Month: June 2020

‘a reader writes in’

one of the fringe benefits, and really one of the dynamic aspects of writing this blog, is that people send me stuff all the time. i highly encourage this, and i try to give hat tips whenever i can. here are some things that people have brought to my attention in the last few weeks:

‘searching for sugarman’

my good friend tom m watched some of my music documentaries we covered at the beginning of the lockdowns, and told me i need to see this. it is an amazing story about a dylanesque figure from the slums of detroit who never connected in the states, but by a sheer fluke, became ‘bigger than elvis’ in south africa. i watched it last night, and promptly found his debut album and bought it.

 

john prine

from one of my musical soul mates, kevin sent this to me the other day. the last recording john prine ever made. ‘i will miss you in the morning light, like roses miss the dew’. god, i miss him so much. what a loss. look how he looks at the camera at the end.

george jones

tracy sends me a find from a bin at the cracker barrel, a rare recording from a session in the early seventies with george jones and roy acuff’s smoky mountain boys doing a bunch of bluegrass standards. you can find it on itunes to download for ten bucks. if you like the nitty gritty dirt band’s ‘will the circle be unbroken’ series, you will love this. same era, many of the same musicians.

‘laurel canyon’

kevin’s brother from the great white north brought this new documentary to my attention last week. what could be called a companion piece to ‘echos in the canyon’ that came out last year, this one covers more artists and doesn’t stop in the late sixties, which was one of my criticisms. this one is in two parts, and the second one covers artists that were completely ignored in ‘echos’ – joni mitchell, gram parsons, little feat, linda ronstandt, etc., and also spends some time on the genesis of the eagles.

american aquarium, ‘lamentations’

greg is one of my live music partners in crime, and told me about this album about a month ago. i saw this band open for turnpike troubadors a few years ago, but for whatever reason never followed up on them. if you want a high energy album to pick you up on your friday drive home, this ain’t it. but if you want an honest and insightful look at the decay of certain areas of rural america, this is very well done. as greg warned me, it keeps drawing you in. and the videos are great. they just cancelled their album tour, and i really would have wanted to see this tour.

keep them coming, friends.

steve earle and the dukes, ‘ghosts of west virginia’

ghostscover

steve’s twentieth studio album is the result of a project he was asked to write some music for that involved a mining disaster ten years ago. in april 2010 a coal dust explosion 1000 feet underground killed 29 miners. the mining company was found to be at fault. the idea was to go to west virginia and interview the survivors and the families of the victims, and turn it into a play. the play went into production early this year, with steve doing the songs here acoustic style on the stage with them. in the meantime, steve gathered his band and the mastersons and created a more fleshed out version of these songs.
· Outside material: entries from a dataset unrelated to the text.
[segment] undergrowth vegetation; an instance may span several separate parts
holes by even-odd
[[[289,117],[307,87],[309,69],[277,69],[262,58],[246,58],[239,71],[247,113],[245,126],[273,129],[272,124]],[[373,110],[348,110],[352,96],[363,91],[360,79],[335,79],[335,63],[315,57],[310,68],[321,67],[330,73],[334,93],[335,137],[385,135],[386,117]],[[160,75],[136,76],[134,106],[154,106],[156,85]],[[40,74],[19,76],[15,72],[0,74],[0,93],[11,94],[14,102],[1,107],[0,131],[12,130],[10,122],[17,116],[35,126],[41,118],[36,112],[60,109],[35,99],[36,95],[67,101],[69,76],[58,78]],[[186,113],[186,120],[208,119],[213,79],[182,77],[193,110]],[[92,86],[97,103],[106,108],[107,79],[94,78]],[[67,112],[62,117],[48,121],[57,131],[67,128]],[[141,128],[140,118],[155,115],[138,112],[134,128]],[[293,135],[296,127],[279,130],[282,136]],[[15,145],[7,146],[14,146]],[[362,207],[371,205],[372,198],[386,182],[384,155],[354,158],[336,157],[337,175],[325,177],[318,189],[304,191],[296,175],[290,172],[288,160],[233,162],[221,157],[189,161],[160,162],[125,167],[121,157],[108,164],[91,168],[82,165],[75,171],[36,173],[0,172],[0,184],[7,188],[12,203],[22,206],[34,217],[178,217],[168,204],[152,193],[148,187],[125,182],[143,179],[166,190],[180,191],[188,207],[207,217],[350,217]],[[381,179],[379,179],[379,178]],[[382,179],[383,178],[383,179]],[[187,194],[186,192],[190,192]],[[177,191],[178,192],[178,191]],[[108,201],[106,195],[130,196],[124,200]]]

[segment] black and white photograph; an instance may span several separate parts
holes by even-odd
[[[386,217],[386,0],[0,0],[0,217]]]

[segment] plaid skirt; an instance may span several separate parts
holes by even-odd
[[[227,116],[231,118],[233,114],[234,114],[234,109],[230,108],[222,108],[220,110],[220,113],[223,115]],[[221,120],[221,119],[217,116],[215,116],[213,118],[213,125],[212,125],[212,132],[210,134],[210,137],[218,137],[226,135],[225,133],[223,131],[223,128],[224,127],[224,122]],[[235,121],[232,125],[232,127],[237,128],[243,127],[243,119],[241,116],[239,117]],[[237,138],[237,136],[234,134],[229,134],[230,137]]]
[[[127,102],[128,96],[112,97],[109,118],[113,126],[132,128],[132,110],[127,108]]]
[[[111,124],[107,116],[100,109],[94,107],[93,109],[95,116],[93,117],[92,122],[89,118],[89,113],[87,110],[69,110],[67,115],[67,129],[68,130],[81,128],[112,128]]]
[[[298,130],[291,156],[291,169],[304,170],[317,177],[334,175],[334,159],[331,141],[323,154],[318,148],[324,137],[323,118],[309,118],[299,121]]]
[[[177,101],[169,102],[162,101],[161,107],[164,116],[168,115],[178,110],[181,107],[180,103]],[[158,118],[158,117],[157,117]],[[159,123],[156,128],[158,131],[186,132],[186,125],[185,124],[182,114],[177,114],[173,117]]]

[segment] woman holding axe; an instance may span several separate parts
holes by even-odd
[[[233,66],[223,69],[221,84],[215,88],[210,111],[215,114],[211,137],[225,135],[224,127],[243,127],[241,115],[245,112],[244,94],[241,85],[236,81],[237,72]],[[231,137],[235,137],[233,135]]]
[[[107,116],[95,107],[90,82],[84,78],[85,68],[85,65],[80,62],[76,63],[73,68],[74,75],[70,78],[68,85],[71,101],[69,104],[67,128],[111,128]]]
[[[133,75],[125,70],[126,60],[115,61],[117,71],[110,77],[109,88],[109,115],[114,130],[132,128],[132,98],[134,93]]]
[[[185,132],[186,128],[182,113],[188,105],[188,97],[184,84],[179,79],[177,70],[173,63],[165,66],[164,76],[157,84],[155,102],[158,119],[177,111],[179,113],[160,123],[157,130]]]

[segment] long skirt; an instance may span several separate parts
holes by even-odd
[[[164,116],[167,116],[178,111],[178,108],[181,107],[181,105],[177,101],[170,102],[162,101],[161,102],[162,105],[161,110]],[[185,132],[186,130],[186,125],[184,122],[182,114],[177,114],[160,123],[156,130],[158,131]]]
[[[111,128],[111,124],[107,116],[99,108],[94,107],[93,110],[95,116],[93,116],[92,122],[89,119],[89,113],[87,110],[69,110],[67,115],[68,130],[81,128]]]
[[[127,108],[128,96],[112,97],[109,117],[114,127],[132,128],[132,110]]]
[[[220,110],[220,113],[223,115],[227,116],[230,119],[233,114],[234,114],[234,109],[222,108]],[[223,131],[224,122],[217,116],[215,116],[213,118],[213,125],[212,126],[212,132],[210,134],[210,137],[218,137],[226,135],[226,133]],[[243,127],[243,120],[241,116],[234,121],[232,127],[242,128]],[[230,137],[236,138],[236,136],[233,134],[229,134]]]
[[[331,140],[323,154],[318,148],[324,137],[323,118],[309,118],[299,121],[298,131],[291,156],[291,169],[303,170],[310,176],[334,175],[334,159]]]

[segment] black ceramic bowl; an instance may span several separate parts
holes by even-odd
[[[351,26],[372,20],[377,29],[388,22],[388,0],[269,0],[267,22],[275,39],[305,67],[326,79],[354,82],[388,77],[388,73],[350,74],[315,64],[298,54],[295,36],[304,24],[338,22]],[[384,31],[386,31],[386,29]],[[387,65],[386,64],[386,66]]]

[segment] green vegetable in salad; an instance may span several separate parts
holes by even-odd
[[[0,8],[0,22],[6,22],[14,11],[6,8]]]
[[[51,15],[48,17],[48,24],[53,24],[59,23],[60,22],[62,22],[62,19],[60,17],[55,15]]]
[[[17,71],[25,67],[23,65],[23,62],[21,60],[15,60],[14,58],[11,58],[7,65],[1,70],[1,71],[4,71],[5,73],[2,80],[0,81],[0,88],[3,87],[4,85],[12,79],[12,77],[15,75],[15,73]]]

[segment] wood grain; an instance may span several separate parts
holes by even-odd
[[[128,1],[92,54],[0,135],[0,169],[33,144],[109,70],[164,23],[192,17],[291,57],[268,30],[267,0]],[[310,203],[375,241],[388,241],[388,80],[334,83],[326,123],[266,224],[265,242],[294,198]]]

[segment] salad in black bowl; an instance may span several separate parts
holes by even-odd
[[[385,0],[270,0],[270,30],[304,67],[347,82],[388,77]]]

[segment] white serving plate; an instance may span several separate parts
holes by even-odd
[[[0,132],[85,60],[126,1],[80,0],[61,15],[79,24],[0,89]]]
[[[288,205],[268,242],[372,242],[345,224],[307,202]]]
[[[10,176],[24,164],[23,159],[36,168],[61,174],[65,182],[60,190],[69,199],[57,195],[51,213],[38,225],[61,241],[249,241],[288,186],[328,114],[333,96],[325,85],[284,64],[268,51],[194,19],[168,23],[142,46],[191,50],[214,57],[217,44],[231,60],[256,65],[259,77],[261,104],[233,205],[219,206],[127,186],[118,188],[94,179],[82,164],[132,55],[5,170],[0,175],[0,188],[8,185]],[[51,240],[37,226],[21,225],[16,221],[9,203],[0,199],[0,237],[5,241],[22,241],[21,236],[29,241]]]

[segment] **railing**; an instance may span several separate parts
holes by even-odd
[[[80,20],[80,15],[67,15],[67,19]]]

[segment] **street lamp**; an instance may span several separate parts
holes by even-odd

‘ghosts of west virginia’ explores the hardships of the coal mining life and does so using a number of musical styles – gospel, folk, bluegrass, celtic, and rock. recorded at new york city’s electric lady studios, it has a gritty and authentic sound to it. the first seven songs are directly from the play, and two of the last three are directly related (‘black lung’ and ‘the mine’), while the third is only tangentially related (‘fastest man alive’, about chuck yeager, who was born in west virginia). many of the songs are dripping with despair and anger, like the centerpiece ‘it’s about blood’, where steve eventually calls out the names of all 29 deceased as the song gets more and more intense. but there are also songs celebrating the good things about their lives, like the infectious ‘union, god and country’.

steve is rather well known for his liberal political views, but in a number of interviews he has mentioned that he ‘decided to make an album that spoke to and for people that didn’t vote the way he did’. another way he explained it was that if we don’t have common beliefs with others, then we need to learn how to communicate better. how appropriate that sounds right about now. steve earle absorbed the material and the people, and has told their story well.